Differential phosphorylation of the μ-opioid receptor in response to etorphine and morphine in the absence or presence of overexpressing GRK2. HA epitope-tagged μORs were transiently expressed in HEK 293 cells together with or without cotransfected GRK2. The cells were then treated with serum-free medium (−) or medium containing agonists etorphine (E) or morphine (M) as described. (A) Autoradiograph from a representative experiment showing the whole cell phosphorylation of the μOR in HEK 293 cells in the absence and presence of overexpressing GRK2 in response to etorphine (E) and morphine (M). (B) Mean ± SE of three independent experiments quantified by PhosphorImager analysis.
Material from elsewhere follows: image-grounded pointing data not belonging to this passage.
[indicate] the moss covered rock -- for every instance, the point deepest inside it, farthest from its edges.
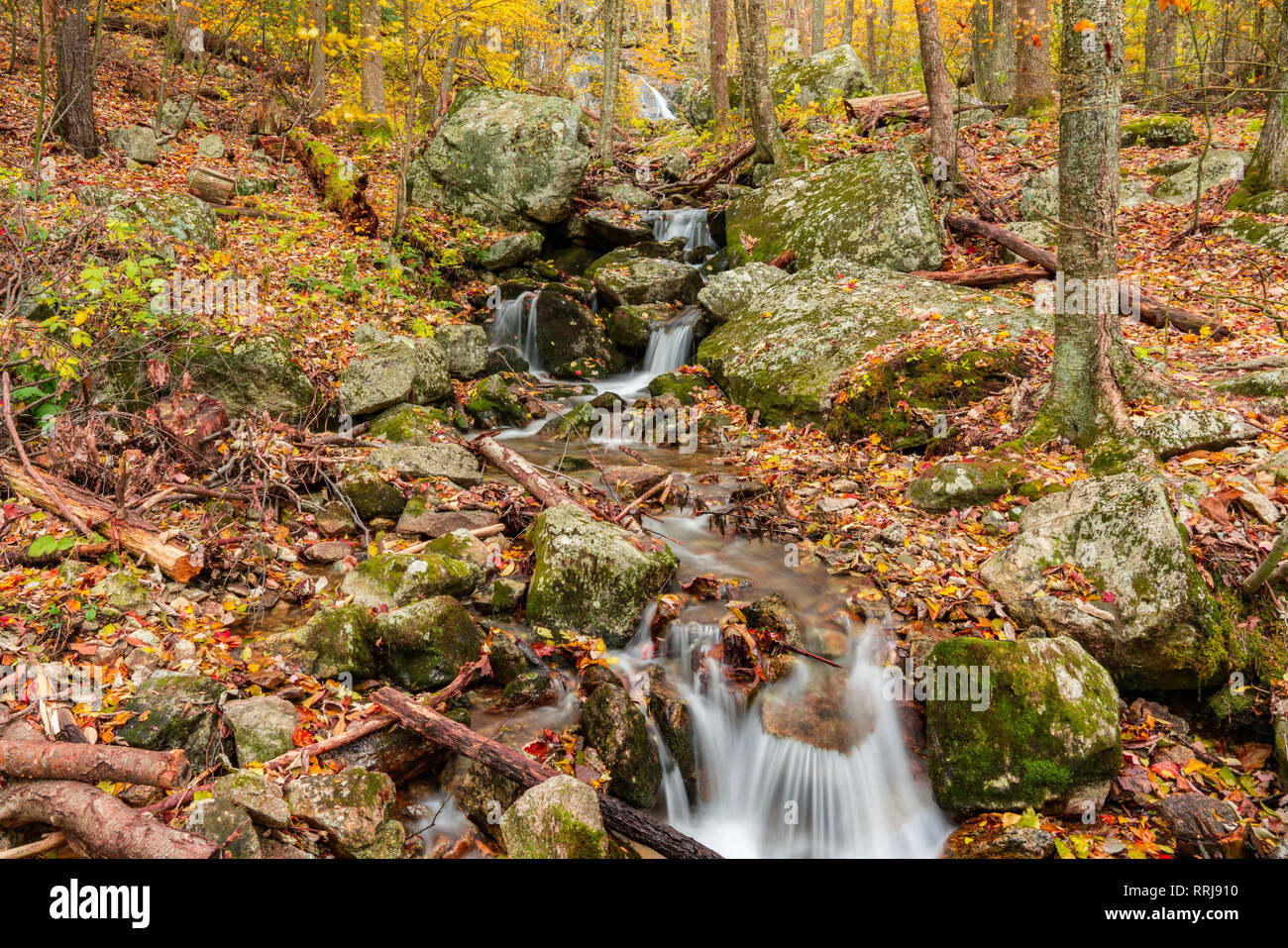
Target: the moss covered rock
(1154, 623)
(333, 643)
(557, 819)
(1044, 733)
(591, 576)
(618, 730)
(425, 644)
(872, 209)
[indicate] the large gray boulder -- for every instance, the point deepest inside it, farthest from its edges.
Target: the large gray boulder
(590, 576)
(1154, 625)
(503, 158)
(785, 350)
(872, 209)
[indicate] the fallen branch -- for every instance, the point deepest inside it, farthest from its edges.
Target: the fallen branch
(136, 535)
(618, 817)
(1153, 311)
(93, 763)
(97, 823)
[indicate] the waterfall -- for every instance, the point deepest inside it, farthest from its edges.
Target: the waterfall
(514, 322)
(690, 223)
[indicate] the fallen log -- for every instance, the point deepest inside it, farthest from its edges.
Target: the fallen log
(134, 533)
(618, 817)
(342, 192)
(1153, 311)
(97, 823)
(93, 763)
(986, 275)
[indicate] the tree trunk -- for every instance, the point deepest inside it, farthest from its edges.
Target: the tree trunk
(373, 59)
(1033, 56)
(317, 58)
(719, 55)
(1086, 401)
(612, 14)
(73, 111)
(943, 137)
(1159, 52)
(754, 52)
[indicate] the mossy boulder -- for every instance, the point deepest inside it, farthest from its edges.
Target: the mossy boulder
(872, 209)
(957, 484)
(557, 819)
(503, 158)
(629, 277)
(425, 644)
(618, 730)
(398, 579)
(785, 352)
(1043, 733)
(1164, 130)
(591, 576)
(333, 643)
(1154, 623)
(493, 404)
(174, 710)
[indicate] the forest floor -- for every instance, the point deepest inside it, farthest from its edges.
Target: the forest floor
(317, 281)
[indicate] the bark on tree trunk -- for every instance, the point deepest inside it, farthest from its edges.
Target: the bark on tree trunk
(373, 60)
(612, 14)
(943, 138)
(1031, 56)
(75, 107)
(754, 52)
(719, 55)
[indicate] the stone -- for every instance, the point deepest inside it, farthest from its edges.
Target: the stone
(465, 347)
(618, 730)
(138, 142)
(511, 250)
(590, 576)
(503, 158)
(1042, 732)
(333, 643)
(1173, 433)
(426, 643)
(257, 794)
(399, 579)
(351, 806)
(555, 819)
(872, 209)
(263, 728)
(227, 824)
(1154, 625)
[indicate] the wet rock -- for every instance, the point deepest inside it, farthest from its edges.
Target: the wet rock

Data were normalized to the etorphine-induced μOR phosphorylation in the absence of GRK2. Morphine-induced μOR phosphorylation in the absence of GRK2 is significantly different from etorphine-induced μOR phosphorylation without GRK2 (P < 0.001), as well as morphine-induced μOR phosphorylation in the presence of GRK2 (P < 0.05).

Figure 3

Differential βarr2/GFP translocation in response to μOR activation by etorphine (A) or morphine (B) in the absence and presence of overexpressing GRK2 or GRK-K220M. HEK 293 cells were transiently transfected to express βarr2/GFP and μOR together with or without (Control) GRK2 or GRK2-K220M. Experiments were done on a heated microscope stage set at 30°C. Shown are representative confocal microscopic images of βarr2/GFP fluorescence obtained before (− Etorphine, − Morphine) and 10 min following the addition of etorphine (+ Etorphine) or morphine (+ Morphine) to the medium. Experiments were performed independently on three to five different occasions and each time four to six cells from independent stimulation by each agonist were recorded.

Figure 4

Effect of overexpressing GRK2 on μOR-mediated inhibition of adenylyl cyclase activity by morphine. HEK 293 cells were transiently transfected to express μOR and adenylyl cyclase type V in the absence (•, control) or presence (○) of GRK2. Whole cell adenylyl cyclase activity was measured as described. (A) Dose-dependent inhibition of adenylyl cyclase activity by morphine. (B) Time course of morphine-induced inhibition of adenylyl cyclase activity. The results were normalized to the forskolin-stimulated cellular cyclase response. Data shown represent means ± SE of three independent experiments analyzed by graphpad prism software. **, P < 0.01 and ***, P < 0.001 vs. matched adenylyl cyclase activity in the absence of GRK2.